2
votes

It was my understanding that MPI communicators restrict the scope of communication, such that messages sent from one communicator should never be received in a different one.

However, the program inlined below appears to contradict this.

I understand that the MPI_Send call returns before a matching receive is posted because of the internal buffering it does under the hood (as opposed to MPI_Ssend). I also understand that MPI_Comm_free doesn't destroy the communicator right away, but merely marks it for deallocation and waits for any pending operations to finish. I suppose that my unmatched send operation will be forever pending, but then I wonder how come the same object (integer value) is reused for the second communicator!?

Is this normal behaviour, a bug in the MPI library implementation, or is it that my program is just incorrect?

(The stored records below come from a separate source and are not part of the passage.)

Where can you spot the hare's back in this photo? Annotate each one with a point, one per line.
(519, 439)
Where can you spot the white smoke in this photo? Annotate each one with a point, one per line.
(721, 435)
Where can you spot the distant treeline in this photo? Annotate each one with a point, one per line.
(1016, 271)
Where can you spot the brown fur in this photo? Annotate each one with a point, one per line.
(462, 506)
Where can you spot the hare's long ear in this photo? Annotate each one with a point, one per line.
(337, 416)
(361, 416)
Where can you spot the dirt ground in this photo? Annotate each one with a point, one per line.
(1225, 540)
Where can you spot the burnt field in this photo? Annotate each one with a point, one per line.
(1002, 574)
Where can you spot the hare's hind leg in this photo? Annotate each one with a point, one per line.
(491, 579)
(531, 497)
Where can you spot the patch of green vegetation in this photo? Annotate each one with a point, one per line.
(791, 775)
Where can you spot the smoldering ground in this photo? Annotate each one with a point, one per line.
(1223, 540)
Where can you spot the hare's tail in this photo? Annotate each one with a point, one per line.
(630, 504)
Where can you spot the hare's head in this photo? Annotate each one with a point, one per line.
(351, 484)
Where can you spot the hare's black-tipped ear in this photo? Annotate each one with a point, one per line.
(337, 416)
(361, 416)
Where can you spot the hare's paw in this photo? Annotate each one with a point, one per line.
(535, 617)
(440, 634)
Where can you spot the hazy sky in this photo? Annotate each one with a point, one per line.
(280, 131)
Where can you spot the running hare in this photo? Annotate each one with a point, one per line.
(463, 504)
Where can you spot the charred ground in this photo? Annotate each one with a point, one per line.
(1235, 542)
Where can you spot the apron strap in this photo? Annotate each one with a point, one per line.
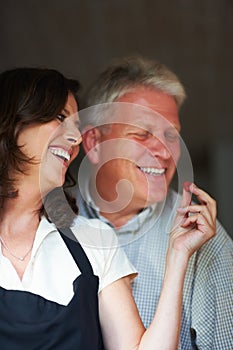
(76, 250)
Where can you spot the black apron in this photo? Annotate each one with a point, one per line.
(31, 322)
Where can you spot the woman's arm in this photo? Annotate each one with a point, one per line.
(120, 321)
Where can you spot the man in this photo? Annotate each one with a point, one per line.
(131, 138)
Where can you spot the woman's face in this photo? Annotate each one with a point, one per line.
(52, 147)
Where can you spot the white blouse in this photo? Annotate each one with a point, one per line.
(52, 269)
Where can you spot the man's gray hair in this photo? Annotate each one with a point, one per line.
(125, 74)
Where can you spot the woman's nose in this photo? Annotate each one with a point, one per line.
(73, 134)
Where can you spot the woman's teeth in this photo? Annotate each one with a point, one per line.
(60, 153)
(152, 171)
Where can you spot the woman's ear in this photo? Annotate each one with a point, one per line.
(91, 138)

Any suggestions are much appreciated!

LATER EDIT: posted follow-up question


#include "stdio.h"
#include "unistd.h"
#include "mpi.h"

int main(int argc, char* argv[]) {
    int  rank, size;
    MPI_Group group;
    MPI_Comm my_comm;

    MPI_Init(&argc, &argv);

    MPI_Comm_rank(MPI_COMM_WORLD, &rank);
    MPI_Comm_size(MPI_COMM_WORLD, &size);
    MPI_Comm_group(MPI_COMM_WORLD, &group);

    MPI_Comm_create(MPI_COMM_WORLD, group, &my_comm);
    if (rank == 0) printf("created communicator %d\n", my_comm);

    if (rank == 1) {
        int msg = 123;
        MPI_Send(&msg, 1, MPI_INT, 0, 0, my_comm);
        printf("rank 1: message sent\n");
    }

    sleep(1);
    if (rank == 0) printf("freeing communicator %d\n", my_comm);
    MPI_Comm_free(&my_comm);

    sleep(2);

    MPI_Comm_create(MPI_COMM_WORLD, group, &my_comm);
    if (rank == 0) printf("created communicator %d\n", my_comm);

    if (rank == 0) {
        int msg;
        MPI_Recv(&msg, 1, MPI_INT, 1, 0, my_comm, MPI_STATUS_IGNORE);
        printf("rank 0: message received\n");
    }

    sleep(1);
    if (rank == 0) printf("freeing communicator %d\n", my_comm);
    MPI_Comm_free(&my_comm);

    MPI_Finalize();
    return 0;
}

outputs:

created communicator -2080374784
rank 1: message sent
freeing communicator -2080374784
created communicator -2080374784
rank 0: message received
freeing communicator -2080374784
1
Interesting - I note this behaves differently in OpenMPI. I'm not sure if this is a bug per se, or the result of undefined behaviour (e.g., it's not clear to me whether it's valid to have free'd the communicator with that Send still obviously in flight). The re-using of the integer representation for the communicator doesn't really mean much one way or another; that's just a handle to an opaque object. Re-use of that is analogous to (I expect, very analogous to) re-using a table entry that's recently been freed.Jonathan Dursi
Unsurprisingly, under IntelMPI and mvapich2, this program correctly hangs at rank 1's send when using Ssend or messages larger than the eager limit. Presumably MPICH2, defensibly, doesn't view the send on my_comm as "pending" when it's been sent eagerly so proceeds and frees my_comm (OMPI hangs at comm_free). But I don't know if the resulting unexpected result is (a) undefined behaviour due to invalid early freeing of the communicator in user code (eg, like modifying the send buffer before you know it's been received), (b) incorrect MPICH2 behaviour, or (c) genuine ambiguity in the standard.Jonathan Dursi
..my mistake; in OpenMPI it hangs on the receive.Jonathan Dursi
This is likely a bug in MPICH (on which Intel MPI is based). Can you report this example to [email protected]?kraffenetti
@kraffenetti - Thanks! I didn't know Intel MPI was based on MPICH; I'll try reporting it there.i.adri

1 Answers

0
votes

The number you're seeing is simply a handle for the communicator. It's safe to reuse the handle since you've freed it. As to why you're able to send the message, look at how you're creating the communicator. When you use MPI_Comm_group, you're getting a group containing the ranks associated with the specified communicator. In this case, you get all of the ranks, since you are getting the group for MPI_COMM_WORLD. Then, you are using MPI_Comm_create to create a communicator based on a group of ranks. You are using the same group you just got, which will contain all of the ranks. So your new communicator has all of the ranks from MPI_COMM_WORLD. If you want your communicator to only contain a subset of ranks, you'll need to use a different function (or multiple functions) to make the desired group(s). I'd recommend reading through Chapter 6 of the MPI Standard, it includes all of the functions you'll need. Pick what you need to build the communicator you want.